Using your MySQL Database from GlobiFlow
With a little help from ProcFu, you can work with your MySQL database using GlobiFlow in a super-simple way.
Here’s how…
Get a Database
We covered this in the previous blog post and are assuming you have an externally usable database connected to ProcFu. If you do not, go over part 1 first.
Make some Tables
To administer your database, you should just use Adminer by clicking on the database name on the ProcFu configuration page where you added the connection.

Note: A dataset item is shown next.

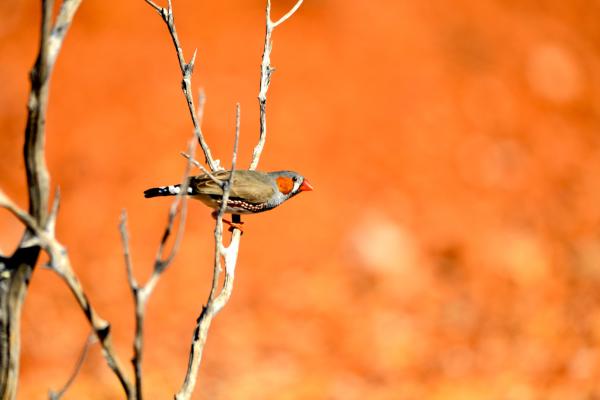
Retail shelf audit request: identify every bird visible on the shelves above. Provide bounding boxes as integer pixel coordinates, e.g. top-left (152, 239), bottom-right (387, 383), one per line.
top-left (144, 170), bottom-right (313, 228)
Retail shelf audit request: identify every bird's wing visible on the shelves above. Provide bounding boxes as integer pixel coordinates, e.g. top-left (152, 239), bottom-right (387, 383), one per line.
top-left (190, 170), bottom-right (275, 204)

For the sake of examples in this post, I have just created a simple table called “mytable”
CREATE TABLE `mytable` (
`id` int(10) unsigned NOT NULL AUTO_INCREMENT,
`title` varchar(255) NOT NULL,
`status` varchar(10) NOT NULL,
PRIMARY KEY (`id`),
KEY `status` (`status`)
) ENGINE=InnoDB DEFAULT CHARSET=utf8;
ProcFu Functions
ProcFu currently has 3 scripts to access MySQL. Which one to use depends on what you’re trying to get back:
mysql_command.pf
- used for commands with no return, like INSERT, UPDATE, DELETE, etc. This script will always come back with “OK” (unless an error has occured).
mysql_query.pf
- used for queries that return a row. These are queries like SELECT SUM or SELECT COUNT etc, or SELECT that guarantees only one row like SELECT * LIMIT 1
mysql_array.pf
- used for queries that can return multiple rows, like SELECT * etc
To cater for sanitization of input parameters, PF uses question marks as placeholders. Why? Because we NEVER want to insert an un-validated string into a SQL expression. We let MySQL sanitize each parameter for us to keep us and our data safe.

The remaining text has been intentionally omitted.